After more than 50 years in the biz, nobody is more surprised than Leonard Goldberg that he’s exec producing two series on the 2011-12 network primetime schedule.

“If anyone had told me three years ago that I’d be back in series television with two shows, I would have said, ‘I’d like you to pass me whatever it is that you’re smoking,’ ” he jokes.

Goldberg, whose varied career has included turns as a producer and an exec at ABC, Screen Gems and 20th Century Fox, was pressed into series duty two years ago by CBS Corp. topper Leslie Moonves, who asked him to come up with an idea for a drama series for the Eye. (Goldberg is a board member at CBS Corp.)

Goldberg’s idea became “Blue Bloods,” the police family ensemble led by Tom Selleck that was a strong performer in its frosh season. Then last year ABC got serious about developing a new spin on “Charlie’s Angels,” and who better to help steer it than the man who launched the original series with his partner Aaron Spelling back in 1976.

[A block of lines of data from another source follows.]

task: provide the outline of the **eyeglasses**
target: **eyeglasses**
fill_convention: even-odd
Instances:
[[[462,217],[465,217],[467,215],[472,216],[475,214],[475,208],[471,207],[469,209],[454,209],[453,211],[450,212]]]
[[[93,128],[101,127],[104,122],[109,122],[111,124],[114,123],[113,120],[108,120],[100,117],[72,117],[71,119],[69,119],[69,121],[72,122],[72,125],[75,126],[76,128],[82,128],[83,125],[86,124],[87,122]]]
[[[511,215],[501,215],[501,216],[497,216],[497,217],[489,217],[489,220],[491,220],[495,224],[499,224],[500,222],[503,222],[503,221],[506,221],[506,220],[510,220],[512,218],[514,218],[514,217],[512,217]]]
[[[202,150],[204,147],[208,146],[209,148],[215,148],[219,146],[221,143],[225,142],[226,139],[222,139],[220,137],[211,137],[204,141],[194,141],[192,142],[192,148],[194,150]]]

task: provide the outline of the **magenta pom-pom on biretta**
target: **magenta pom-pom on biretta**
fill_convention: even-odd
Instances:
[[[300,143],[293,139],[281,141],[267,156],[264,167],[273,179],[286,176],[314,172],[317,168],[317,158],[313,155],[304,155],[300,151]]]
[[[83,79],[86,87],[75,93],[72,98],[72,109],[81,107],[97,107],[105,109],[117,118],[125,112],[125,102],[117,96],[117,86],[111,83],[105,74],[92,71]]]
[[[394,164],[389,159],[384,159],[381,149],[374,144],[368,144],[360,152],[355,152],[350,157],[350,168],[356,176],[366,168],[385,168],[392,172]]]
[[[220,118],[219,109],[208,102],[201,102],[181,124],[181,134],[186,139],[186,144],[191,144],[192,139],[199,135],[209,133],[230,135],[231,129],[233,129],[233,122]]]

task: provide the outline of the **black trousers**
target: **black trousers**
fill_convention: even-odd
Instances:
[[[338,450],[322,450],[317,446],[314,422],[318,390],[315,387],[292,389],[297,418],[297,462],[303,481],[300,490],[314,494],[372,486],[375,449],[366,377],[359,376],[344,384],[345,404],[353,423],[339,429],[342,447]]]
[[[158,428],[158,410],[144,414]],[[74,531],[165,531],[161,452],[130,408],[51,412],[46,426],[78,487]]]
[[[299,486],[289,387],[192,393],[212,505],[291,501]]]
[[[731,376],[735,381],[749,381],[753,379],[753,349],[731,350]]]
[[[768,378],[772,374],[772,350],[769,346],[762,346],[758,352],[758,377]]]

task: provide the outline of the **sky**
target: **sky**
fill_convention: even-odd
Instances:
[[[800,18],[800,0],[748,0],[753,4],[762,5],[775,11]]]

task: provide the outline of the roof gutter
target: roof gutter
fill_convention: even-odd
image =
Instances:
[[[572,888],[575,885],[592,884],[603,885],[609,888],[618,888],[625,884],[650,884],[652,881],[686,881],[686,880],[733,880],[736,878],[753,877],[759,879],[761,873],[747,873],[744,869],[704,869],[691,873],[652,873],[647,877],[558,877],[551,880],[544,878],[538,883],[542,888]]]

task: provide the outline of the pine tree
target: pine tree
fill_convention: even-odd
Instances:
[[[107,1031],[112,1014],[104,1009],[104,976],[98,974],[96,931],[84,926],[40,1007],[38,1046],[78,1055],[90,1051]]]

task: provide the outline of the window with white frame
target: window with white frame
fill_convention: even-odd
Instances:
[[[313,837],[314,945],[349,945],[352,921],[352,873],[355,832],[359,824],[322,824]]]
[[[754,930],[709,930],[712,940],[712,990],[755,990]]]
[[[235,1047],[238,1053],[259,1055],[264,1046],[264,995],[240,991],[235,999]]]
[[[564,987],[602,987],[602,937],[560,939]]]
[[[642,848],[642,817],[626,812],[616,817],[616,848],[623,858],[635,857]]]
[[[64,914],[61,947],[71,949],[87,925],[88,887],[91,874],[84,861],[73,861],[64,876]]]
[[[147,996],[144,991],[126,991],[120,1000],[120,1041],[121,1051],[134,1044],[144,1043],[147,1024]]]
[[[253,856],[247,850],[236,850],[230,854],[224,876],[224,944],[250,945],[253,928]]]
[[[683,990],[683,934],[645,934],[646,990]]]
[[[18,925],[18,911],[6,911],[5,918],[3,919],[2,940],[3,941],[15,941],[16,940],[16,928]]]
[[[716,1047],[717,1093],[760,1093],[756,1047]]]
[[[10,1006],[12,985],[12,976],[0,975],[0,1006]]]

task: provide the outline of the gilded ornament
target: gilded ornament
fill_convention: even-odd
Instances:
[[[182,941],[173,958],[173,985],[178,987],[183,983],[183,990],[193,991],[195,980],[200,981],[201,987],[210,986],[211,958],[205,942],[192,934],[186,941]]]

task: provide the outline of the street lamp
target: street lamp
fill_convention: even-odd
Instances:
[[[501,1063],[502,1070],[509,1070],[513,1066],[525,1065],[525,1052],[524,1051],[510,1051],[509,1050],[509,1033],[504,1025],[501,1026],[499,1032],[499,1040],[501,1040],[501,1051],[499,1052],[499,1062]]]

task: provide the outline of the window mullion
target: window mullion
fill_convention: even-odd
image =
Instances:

“I asked for my old Wednesday 10 o’clock time period back,” he jokes, “but they wouldn’t give it to me.”

In fact, ABC is so high on the “Angels” redo that Goldberg shepherded with writers/showrunners Miles Millar and Al Gough (he’s known the duo since their film school days) that the show has been dispatched to one of primetime’s toughest slots, Thursday 8 p.m.

Goldberg is jazzed to be back in the swirl of TV production with two very different shows. “Blue Bloods” is a family character drama with the overlay of crime stories — Tom Selleck had media buyers “lined up halfway across Lincoln Center” for photo ops at CBS’ upfront party, Goldberg notes. “Angels” is lighter in tone but rooted in the same notion that inspired the original series, which came about just as Goldberg and Spelling became fathers of daughters.

“1976 if you remember was a moment for female empowerment,” he says. “This was a way of saying that woman can be strong and smart and can kick ass and still be beautiful.”

When the new-model “Angels” got the official nod from ABC earlier this month, Goldberg could hear the voice of his late partner in his head, celebrating and giving him the sage advice: “Buddy, don’t make it too hifalutin.’ Give the people what they want.”